Entre novembro e dezembro de 2018, o valor da cesta subiu em 15 cidades, com destaque para Goiânia (5,65%), Salvador (4,13%) e Natal (2,77%). As quedas foram observadas em três capitais: Fortaleza (-3,48%), Vitória (-1,17%) e São Luís (-0,40%).

Em dezembro de 2018, o maior custo do conjunto de bens alimentícios básicos foi apurado em São Paulo (R$ 471,44), seguido por Rio de Janeiro (R$ 466,75), Porto Alegre (R$ 464,72) e Florianópolis (R$ 457,82). Os menores valores médios foram observados em Recife (R$ 340,57), Natal (R$ 341,40) e Salvador (R$ 343,82).

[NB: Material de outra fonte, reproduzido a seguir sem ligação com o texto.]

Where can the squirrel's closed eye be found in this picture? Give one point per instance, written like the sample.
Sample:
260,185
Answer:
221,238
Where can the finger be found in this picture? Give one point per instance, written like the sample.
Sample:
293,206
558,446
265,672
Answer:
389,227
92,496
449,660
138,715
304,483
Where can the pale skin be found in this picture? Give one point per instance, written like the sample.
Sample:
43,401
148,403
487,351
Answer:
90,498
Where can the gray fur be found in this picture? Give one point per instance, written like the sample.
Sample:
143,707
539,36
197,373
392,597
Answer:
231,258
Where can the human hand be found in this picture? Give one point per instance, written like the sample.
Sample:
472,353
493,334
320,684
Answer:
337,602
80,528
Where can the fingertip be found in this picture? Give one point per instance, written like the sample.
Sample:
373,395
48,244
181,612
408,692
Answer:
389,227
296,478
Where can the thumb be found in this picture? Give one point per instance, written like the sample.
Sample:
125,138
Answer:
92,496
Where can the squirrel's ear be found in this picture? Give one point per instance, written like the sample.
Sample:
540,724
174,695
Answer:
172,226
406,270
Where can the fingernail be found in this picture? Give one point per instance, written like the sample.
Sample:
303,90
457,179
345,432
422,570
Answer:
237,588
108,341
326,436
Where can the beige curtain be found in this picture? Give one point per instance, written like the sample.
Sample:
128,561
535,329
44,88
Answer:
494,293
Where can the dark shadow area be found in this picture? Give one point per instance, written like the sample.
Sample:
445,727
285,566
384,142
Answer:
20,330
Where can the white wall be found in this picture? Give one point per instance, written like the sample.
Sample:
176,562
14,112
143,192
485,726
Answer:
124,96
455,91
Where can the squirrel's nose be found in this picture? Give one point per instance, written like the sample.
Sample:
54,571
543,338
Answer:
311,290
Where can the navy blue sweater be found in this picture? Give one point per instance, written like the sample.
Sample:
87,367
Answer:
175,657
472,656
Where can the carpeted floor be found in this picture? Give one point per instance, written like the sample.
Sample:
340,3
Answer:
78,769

Comportamento dos preços dos produtos da cesta em 2018

Em dezembro de 2018, os preços médios do leite integral, tomate, pão francês, carne bovina de primeira, arroz agulhinha e batata, pesquisada na região Centro-Sul, apresentaram aumento na maior parte das cidades pesquisadas, na comparação com dezembro de 2017. Já o café em pó e o açúcar tiveram taxas negativas na maioria das  capitais.